BBC Türkçe'de yer alan habere göre, Topol hastasına, yanında bir yakını olmadığını gördüğünden, kliniğe nasıl geldiğini sordu. BBC'ye konuşan Topol, "Kendi aracıyla gelmişti. Geniş bir sosyal çevresi olan ama yalnız kalmaktan da keyif alan bu capcanlı, sağlıklı müstesna kadın hakkında kısa sürede daha fazlasını öğrendim" diyor. 

 

ABD'de iyi bilinen bir tıbbi araştırma merkezi olan Scripps Araştırma Translasyonal Enstitüsü'nün kurucusu ve direktörü Dr.

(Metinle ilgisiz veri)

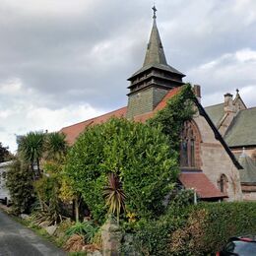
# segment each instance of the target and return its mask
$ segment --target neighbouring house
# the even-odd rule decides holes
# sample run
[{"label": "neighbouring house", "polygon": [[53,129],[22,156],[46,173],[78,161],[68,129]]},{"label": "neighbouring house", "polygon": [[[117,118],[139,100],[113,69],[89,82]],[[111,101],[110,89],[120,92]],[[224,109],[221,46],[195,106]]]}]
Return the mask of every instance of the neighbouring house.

Topol, bilim insanı ve yazar olarak önemli bir kariyere sahip. En yakın tarihli çalışmasında, bazılarımızın neden diğerlerinden daha uzun ve sağlıklı yaşadığını araştıran bilime odaklandı. Dr. Topol "hakkında bir veri olmayan ve herhangi bir bilimsel temel olmadan satılan prosedürler ve tedavileri gibi yaşlanma karşıtı ürünler" gibi mitlere ve sözde bilime inanmaya karşı uyarıyor.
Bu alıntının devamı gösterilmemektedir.